Revise the model until it is acceptable as a representation of the actual system.

For the second run of the model the initial student population was changed to 100 to represent 20% of the total possible population. Under this condition it was observed that:

• The level of available resources declined slightly in the first few months, but then it went back to its initial value and stayed there for the rest of the time. The level of student population, however, showed a dramatic increase to almost include the total potential population near the 48th month.
• The rate of enrollments showed a decline during the first two years of the operation, while the rate of graduation increased during this time. As it could be expected, both rates showed a tendency to approach the same value in the future.
• The rate of resources allocated decreased slightly in the first half of the simulation, but then the rate went back to its initial value, and remained there. Whereas, the rate of expenditure showed a dramatic increase during the first 18 months, and although it began to slow down, it still remained at an impressive value.
• The rate of functions experienced healthy values in this run. Production declined slightly during the first half of the simulation time, then it increased to regain its initial value. Instructional development, organizational development, and dissemination, however, kept the same rate of performance during the entire time.

Redesign, within the model, the organizational relationships and policies which can be altered in the actual system to find the changes which improve system behavior.
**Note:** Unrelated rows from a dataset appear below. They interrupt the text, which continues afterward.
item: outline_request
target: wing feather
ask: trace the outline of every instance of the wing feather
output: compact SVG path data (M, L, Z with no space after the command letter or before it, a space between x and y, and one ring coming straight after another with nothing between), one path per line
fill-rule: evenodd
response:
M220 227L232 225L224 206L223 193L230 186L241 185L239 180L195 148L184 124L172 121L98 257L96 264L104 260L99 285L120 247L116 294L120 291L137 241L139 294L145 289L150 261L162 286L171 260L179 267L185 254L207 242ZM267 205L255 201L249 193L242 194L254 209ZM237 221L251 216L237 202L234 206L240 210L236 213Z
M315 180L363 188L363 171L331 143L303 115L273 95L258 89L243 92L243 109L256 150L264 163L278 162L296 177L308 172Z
This model had no real referent. It was primarily built to test the application of system dynamics to modeling distance education operations, based on aggregate information distilled from the study of 12 different educational television institutions. However, the results clearly indicated that a 10% initial rate of enrollments is inadequate to sustain the system for an appreciable amount of time. Enrollments must be at 20% to make the operation sustainable. These results are useful for new programs within well established universities so that policy makers can have a more realistic expectation of how the project may mature and bear fruit. The results, however, are critical for start-up for profit institutions that must perform at a certain level before their operations fall to a pattern of behavior that would drag the enterprise to a certain death.

Alter the real system in the directions that model experimentation has shown will lead to improved performance.

In the absence of a real referent organization, we were not able to make any changes to the structure and operations of such an organization towards the direction that the model suggested to see if the desired and expected results would have materialized. However, this is an important aspect of the modeling process for your organization as this is where you would realize the fruits of the planning and modeling effort to move the organization forward towards further development. If this model building exercise was based on a real organization, the results would have been of crucial value at least for the marketing and enrollment operations, as the number of enrollments proved to be very important in the future well being of the system.